Before concluding his weekly general audience Jan. 27, the pope marked the observance of International Holocaust Remembrance Day by calling on the world to “remember the Shoah” and to “be aware of how this path of death began, this path of extermination, of brutality.”
“To remember also means to be careful because these things can happen again, starting with ideological proposals to save a people and ending up destroying a people and humanity,” he said.
International Holocaust Remembrance Day is observed around the world Jan. 27, the anniversary of the liberation in 1945 of the Auschwitz-Birkenau concentration camp in Oswiecim, Poland.
Operated from 1940 to 1945, Auschwitz was the Nazi’s largest camp and consisted of three parts: Auschwitz I, where many were imprisoned and murdered; the Birkenau extermination camp — also known as Auschwitz II — and Auschwitz III (Auschwitz-Monowitz), an area of auxiliary camps that included several factories.

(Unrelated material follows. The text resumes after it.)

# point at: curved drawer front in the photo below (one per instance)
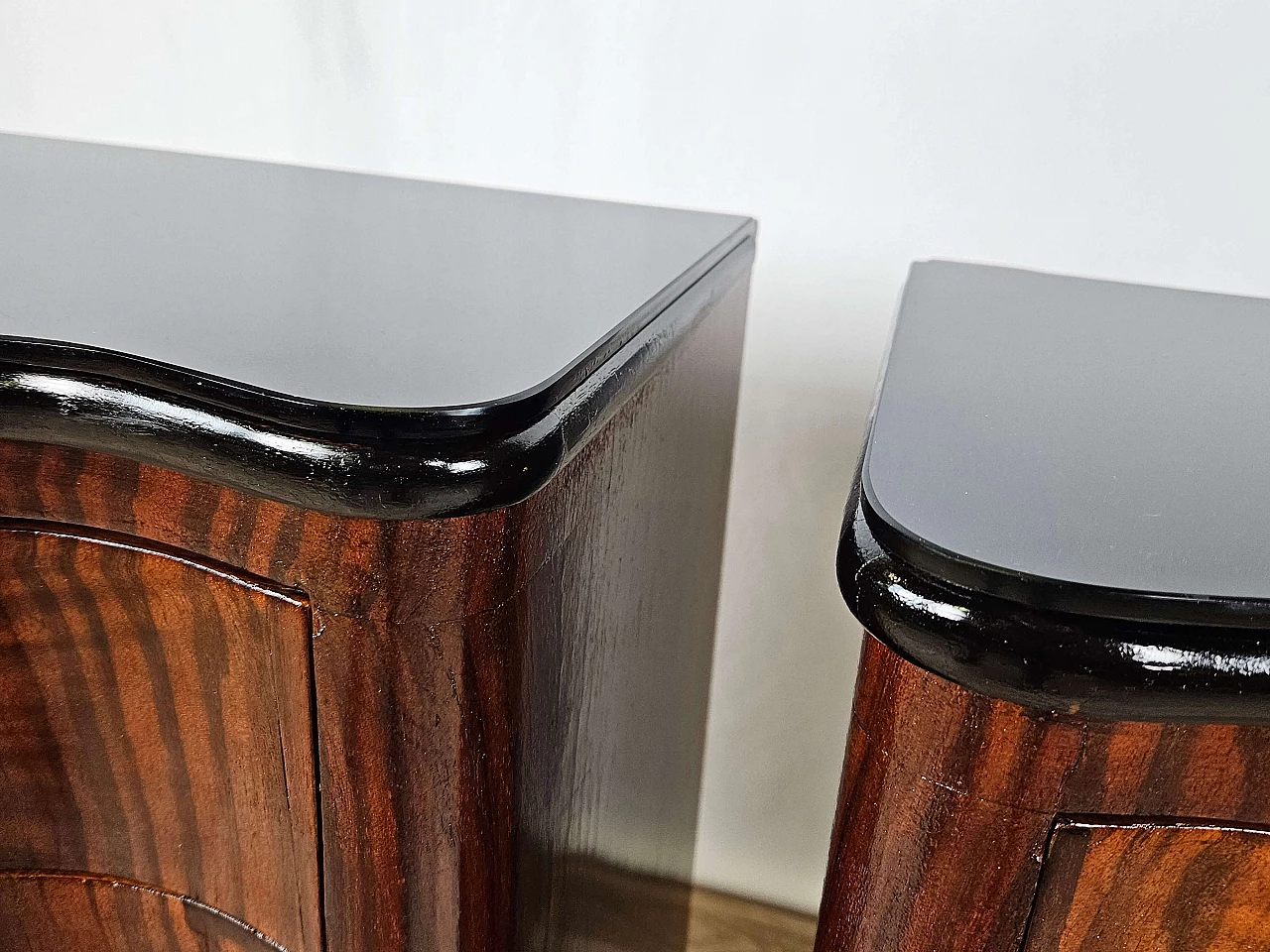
(62, 912)
(1129, 885)
(155, 726)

Beginning in 1942, Auschwitz became the site of the mass extermination of over 1 million Jews, 23,000 Roma, 15,000 Soviet prisoners of war and thousands of Polish citizens.
The Nazi’s systematic persecution and genocide led to the deaths of 6 million Jews in Europe.
Commemorating the victims of the Holocaust, the pope said the act of remembering is “an expression of humanity” and “sign of civility.”
Remembering “is a condition for a better future of peace and fraternity,” he said.
Audrey Azoulay, director-general of UNESCO, issued a similar warning in her statement commemorating International Holocaust Remembrance Day.
“Today, as hateful voices continue to rise, denying or distorting the implacable reality of these facts, we have a universal responsibility to remember each and every individual whom the Nazis sought to erase from the face of the earth,” Azoulay said.
The day, she added, is also time to reflect “upon the choices of the individuals and governments that allowed this genocide to unfold.”
“It is also a call for vigilance and for action, to address the root causes of hatred and prevent future atrocities from happening,” she said.
“The memory of the Holocaust fills me with profound sorrow but also with shame because so many remained silent at the time,” the president of the German bishops’ conference, Bishop Georg Bätzing, wrote on Twitter and Facebook.
He called on all people to join together to courageously oppose “anti-Jewish prejudice, conspiracy myths and every form of hatred in everyday life, at school or among friends.”
The “industrial murder of the Jews” had been at the end of a path “that began with hate speech, conspiracy myths and social exclusion. We must never go down that path again.”